In one embodiment, any of the hyperparameter tuning techniques described herein (or a combination thereof) can be implemented to train an ML model for use in financial simulations.

At 213, the trained model is evaluated on the dataset that was reserved at 209. In one embodiment, this includes evaluating include metrics (e.g., Mean Absolute Error (MAE), Mean Error (ME), etc.) to determine whether the trained model is over-predicting, under-predicting, and/or has directional accuracy.

In one embodiment, the training process includes determining the model's accuracy by residual analysis, cross-validation, regularization, or a combination thereof.

Residual Analysis is used to understand the difference between the actual and predicted values of the model, which can give insights into the model's errors. In this approach, the actual and predicted values of the target variable are compared. If the residuals (the differences between these values) are small and random, the model is likely predicting within an acceptable error range. However, large, correlated residuals suggest overfitting (over-predicting) or underfitting (under-predicting).

Cross-Validation is a technique for assessing how the results of a statistical analysis will generalize to an independent data set. It is mainly used in settings where the goal is prediction, and one wants to estimate how accurately a predictive model will perform in practice. This technique estimates the model's performance on new data. By splitting the data into subsets for training and testing, a more reliable measure of the model's accuracy can be determined.

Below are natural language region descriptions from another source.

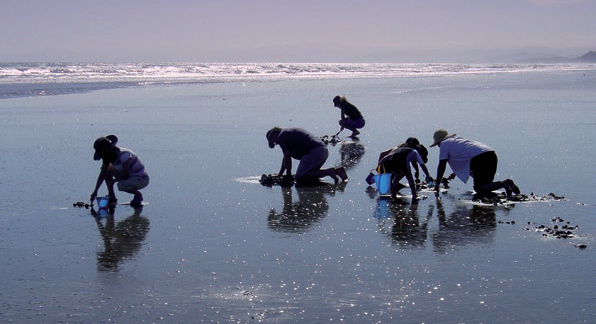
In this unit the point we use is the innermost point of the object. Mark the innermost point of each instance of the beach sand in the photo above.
(213, 247)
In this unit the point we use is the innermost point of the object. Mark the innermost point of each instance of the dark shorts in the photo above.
(483, 168)
(352, 123)
(313, 161)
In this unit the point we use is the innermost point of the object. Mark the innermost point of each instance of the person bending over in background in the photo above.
(469, 158)
(308, 149)
(351, 118)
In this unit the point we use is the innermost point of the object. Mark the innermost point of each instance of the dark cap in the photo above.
(270, 135)
(103, 145)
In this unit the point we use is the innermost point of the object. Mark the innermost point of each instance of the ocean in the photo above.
(213, 245)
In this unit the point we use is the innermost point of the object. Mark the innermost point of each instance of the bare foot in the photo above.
(341, 172)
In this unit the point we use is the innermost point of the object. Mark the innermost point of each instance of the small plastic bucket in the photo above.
(383, 183)
(102, 202)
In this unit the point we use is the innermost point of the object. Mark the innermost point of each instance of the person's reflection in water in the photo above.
(299, 216)
(351, 153)
(122, 240)
(406, 231)
(466, 225)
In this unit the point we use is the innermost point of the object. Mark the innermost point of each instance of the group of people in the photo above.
(466, 158)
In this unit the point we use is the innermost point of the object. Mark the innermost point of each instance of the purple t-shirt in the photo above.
(298, 142)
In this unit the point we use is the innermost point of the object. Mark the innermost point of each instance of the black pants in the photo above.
(483, 168)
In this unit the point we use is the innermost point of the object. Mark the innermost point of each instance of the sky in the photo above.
(293, 31)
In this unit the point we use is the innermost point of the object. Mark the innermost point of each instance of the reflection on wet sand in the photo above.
(466, 224)
(122, 240)
(406, 231)
(351, 153)
(310, 208)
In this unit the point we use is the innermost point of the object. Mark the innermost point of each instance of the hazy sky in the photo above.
(285, 31)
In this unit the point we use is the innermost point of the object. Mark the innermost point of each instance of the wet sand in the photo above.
(213, 247)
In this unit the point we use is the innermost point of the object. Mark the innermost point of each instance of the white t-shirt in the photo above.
(459, 152)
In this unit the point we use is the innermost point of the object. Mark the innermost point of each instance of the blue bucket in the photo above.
(103, 202)
(383, 183)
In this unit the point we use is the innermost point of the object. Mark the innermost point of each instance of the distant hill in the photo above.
(589, 57)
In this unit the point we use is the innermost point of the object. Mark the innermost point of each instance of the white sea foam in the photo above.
(61, 76)
(210, 72)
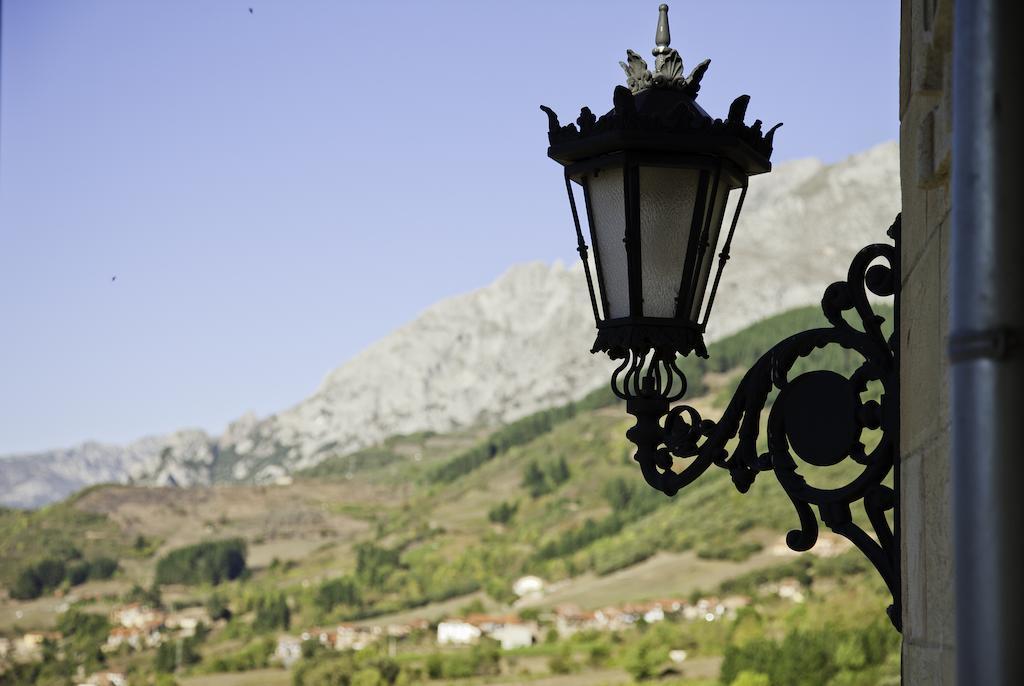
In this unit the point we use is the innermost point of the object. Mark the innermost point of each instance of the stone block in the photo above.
(921, 352)
(937, 514)
(912, 551)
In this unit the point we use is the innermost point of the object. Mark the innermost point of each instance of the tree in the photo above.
(752, 679)
(534, 480)
(342, 591)
(210, 562)
(27, 585)
(271, 612)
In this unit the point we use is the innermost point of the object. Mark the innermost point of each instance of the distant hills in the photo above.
(499, 353)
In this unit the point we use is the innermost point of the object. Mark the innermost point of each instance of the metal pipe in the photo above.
(985, 354)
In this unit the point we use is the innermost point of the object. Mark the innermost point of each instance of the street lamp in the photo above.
(658, 179)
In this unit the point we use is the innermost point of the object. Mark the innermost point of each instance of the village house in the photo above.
(528, 586)
(288, 651)
(403, 631)
(137, 615)
(569, 619)
(457, 632)
(515, 634)
(187, 620)
(135, 637)
(351, 637)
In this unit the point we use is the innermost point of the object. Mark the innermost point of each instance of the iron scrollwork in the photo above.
(817, 417)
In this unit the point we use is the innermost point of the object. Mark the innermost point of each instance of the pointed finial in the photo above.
(663, 38)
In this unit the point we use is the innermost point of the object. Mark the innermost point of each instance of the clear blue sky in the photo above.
(276, 189)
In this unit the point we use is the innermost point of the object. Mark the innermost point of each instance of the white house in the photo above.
(457, 632)
(527, 586)
(514, 635)
(289, 650)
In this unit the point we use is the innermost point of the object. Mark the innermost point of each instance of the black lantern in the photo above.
(662, 185)
(659, 178)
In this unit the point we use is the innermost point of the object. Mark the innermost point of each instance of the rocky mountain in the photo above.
(501, 352)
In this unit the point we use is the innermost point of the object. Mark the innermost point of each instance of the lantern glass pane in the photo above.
(589, 265)
(667, 203)
(607, 207)
(724, 206)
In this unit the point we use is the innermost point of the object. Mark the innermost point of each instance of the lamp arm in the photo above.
(816, 417)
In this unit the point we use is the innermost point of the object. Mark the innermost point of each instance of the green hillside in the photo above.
(432, 526)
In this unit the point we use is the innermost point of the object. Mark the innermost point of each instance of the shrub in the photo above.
(210, 562)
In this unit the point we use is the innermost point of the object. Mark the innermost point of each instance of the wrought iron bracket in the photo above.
(817, 418)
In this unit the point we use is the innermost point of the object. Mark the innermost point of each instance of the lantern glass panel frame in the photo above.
(718, 181)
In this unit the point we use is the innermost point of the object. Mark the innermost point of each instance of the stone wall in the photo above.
(926, 134)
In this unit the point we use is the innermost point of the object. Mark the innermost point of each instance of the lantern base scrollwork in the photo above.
(819, 418)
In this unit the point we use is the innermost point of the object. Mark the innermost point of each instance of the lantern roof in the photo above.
(657, 112)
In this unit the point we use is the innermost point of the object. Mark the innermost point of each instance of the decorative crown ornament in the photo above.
(668, 65)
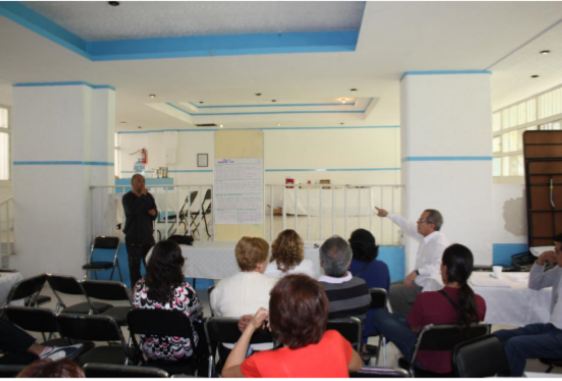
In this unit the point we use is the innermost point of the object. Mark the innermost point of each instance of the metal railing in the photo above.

Regularization is used to prevent overfitting of the model to the training data, which helps to improve the model's performance on new, unseen data. This approach adds a penalty term to the model's loss function to prevent extreme feature or weight values that could cause high prediction variance. Regularization techniques like L1 (lasso), L2 (ridge), elastic net, or a combination thereof can help reduce the issues arising from overfitting or underfitting predictions.

FIG. 3A illustrates an exemplary dataset 300 with the financial/credit profiles of various consumers, according to one embodiment of the present invention. In one embodiment, dataset 300 can be a portion of financial/credit profiles 106. As illustrated a set of (n) consumer financial profiles can be retrieved, where (n) represents any natural number. This set of consumer profiles can then be used to train an ML model, using the techniques described herein.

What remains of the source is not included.